Main Stage
✦ SHADES ✦

How does a movie's genre impact its box office revenue?

The movie Shades aims to provide an understanding of whether certain genres are associated with higher revenues and how the relationship between genre and revenue evolves over time. By examining trends, correlations, and revenue distributions, we uncover key insights into the dynamics of movie genres and their box office success.


Setting the Scene

Let's explore the relevant aspects of our dataset. In this analysis, we will focus on attributes like the list of genres and the release year of the movies. There are 316 unique genres in the dataset. The top 20 most common genres are shown in the plot below and include Drama, Comedy, Adventure, Romance Film, Action, Thriller, and others. Interestingly, 97.24% of movies (9243 out of 9505) have at least one genre from the top 20 most common ones.

As you might have already guessed, the movies in our dataset are often categorized under multiple genres.

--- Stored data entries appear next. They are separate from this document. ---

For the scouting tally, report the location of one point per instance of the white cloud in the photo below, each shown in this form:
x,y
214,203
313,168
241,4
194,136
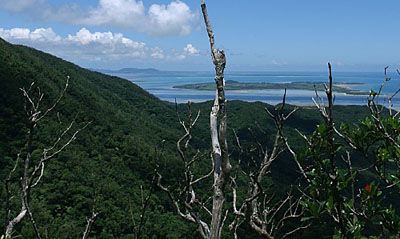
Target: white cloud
x,y
40,34
92,46
20,5
191,50
175,18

However, what is the percentage of movies that have more than one genre? How does the distribution of the number of genres per movie look like? Let's take a closer look.

The chart above shows that multi-genre movies are very common in our dataset. In fact, 94.19% of the movies have more than one genre. The majority of movies are assigned between 3 and 6 genres, with the highest counts observed for movies with 4 and 5 genres. We notice a steady decrease in the number of movies with more than 6 genres, indicating that it is uncommon for a movie to be categorized into a very high number of genres, for example 10 or more.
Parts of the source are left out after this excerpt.